I believe the problem lies in the files provided by Google. The "xml" file in the zip file is not valid XML. If you look at the unzipped file, you'll see it, quite properly, starts with the usual XML declaration on line 1:
<?xml version="1.0" encoding="UTF-8"?>
<!DOCTYPE us-patent-grant SYSTEM "us-patent-grant-v44-2013-05-16.dtd" [ ]>
It then gets on with the data, starting with a us-patent-grant
root element, a few hundred lines of content, and closing that element on line 593:
<us-patent-grant lang="EN" dtd-version="v4.4 2013-05-16" file="USD0709266-20140722.XML" status="PRODUCTION" id="us-patent-grant" country="US" date-produced="20140707" date-publ="20140722">
[a few hundred lines omitted]
</us-patent-grant>
If that were the end of the file, you'd have well-formed XML. However, the ipg140722.xml
file is actually a series of well-formed XML files concatenated one after another:
<?xml version="1.0" encoding="UTF-8"?>
<!DOCTYPE us-patent-grant SYSTEM "us-patent-grant-v44-2013-05-16.dtd" [ ]>
<us-patent-grant lang="EN" dtd-version="v4.4 2013-05-16" file="USD0709266-20140722.XML" status="PRODUCTION" id="us-patent-grant" country="US" date-produced="20140707" date-publ="20140722">
[a few hundred lines omitted]
</us-patent-grant>
<?xml version="1.0" encoding="UTF-8"?>
<!DOCTYPE us-patent-grant SYSTEM "us-patent-grant-v44-2013-05-16.dtd" [ ]>
<us-patent-grant lang="EN" dtd-version="v4.4 2013-05-16" file="USD0709267-20140722.XML" status="PRODUCTION" id="us-patent-grant" country="US" date-produced="20140707" date-publ="20140722">
[a few hundred lines omitted]
</us-patent-grant>
<?xml version="1.0" encoding="UTF-8"?>
<!DOCTYPE us-patent-grant SYSTEM "us-patent-grant-v44-2013-05-16.dtd" [ ]>
<us-patent-grant lang="EN" dtd-version="v4.4 2013-05-16" file="USD0709268-20140722.XML" status="PRODUCTION" id="us-patent-grant" country="US" date-produced="20140707" date-publ="20140722">
[a few hundred lines omitted]
</us-patent-grant>
(etc)
The resulting concatenation is not well-formed XML and is presumably why R is choking.

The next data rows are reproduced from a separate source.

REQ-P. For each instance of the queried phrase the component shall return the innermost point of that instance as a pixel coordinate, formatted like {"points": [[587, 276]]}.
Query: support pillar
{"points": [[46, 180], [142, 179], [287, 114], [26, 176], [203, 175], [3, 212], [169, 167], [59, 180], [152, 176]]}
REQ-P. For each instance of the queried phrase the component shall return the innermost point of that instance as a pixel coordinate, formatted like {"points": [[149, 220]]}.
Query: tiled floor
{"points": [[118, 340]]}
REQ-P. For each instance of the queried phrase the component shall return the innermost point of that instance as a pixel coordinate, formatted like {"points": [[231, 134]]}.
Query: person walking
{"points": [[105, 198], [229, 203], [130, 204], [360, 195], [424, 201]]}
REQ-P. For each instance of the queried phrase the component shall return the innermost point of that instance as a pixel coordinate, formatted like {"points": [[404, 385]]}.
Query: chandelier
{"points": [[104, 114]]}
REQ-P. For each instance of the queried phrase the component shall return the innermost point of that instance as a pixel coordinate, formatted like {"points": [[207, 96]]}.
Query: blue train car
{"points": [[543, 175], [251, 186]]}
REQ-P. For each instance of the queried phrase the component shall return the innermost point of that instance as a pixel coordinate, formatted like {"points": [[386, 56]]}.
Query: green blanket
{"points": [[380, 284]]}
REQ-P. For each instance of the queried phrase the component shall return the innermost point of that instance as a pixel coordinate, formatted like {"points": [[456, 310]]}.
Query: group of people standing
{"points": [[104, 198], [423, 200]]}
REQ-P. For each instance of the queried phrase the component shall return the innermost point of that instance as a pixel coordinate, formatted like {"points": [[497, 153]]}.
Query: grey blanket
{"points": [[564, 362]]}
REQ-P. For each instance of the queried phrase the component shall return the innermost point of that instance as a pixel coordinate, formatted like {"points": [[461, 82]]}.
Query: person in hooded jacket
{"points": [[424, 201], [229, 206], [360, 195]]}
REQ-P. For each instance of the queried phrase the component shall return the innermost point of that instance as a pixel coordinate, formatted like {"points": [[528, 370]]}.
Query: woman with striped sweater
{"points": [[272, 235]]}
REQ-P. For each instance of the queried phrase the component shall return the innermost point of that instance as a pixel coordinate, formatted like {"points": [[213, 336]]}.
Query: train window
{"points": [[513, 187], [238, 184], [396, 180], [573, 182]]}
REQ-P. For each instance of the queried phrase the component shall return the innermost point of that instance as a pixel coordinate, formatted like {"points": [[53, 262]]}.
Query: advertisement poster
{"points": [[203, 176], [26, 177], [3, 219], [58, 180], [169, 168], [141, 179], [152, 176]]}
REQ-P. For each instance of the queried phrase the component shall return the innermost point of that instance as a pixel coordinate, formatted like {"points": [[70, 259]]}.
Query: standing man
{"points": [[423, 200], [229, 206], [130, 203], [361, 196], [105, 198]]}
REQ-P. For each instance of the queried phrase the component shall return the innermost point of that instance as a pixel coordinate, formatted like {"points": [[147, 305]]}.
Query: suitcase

If you look, you'll see a new XML declaration on lines 594, 1041, 1555, etc. all through the file to the end. If you paste lines 1-593, 594-1040 or 1041-1554 into an XML syntax checker, such as the one at http://www.w3schools.com/xml/xml_validator.asp , it will report "No errors found."
But try, for example, all of those lines, lines 1-1554, and you'll get an XML parsing error, "junk after document element".
You'll need to find some way to split the portion you need into a well-formed XML file you need in order to process it as XML.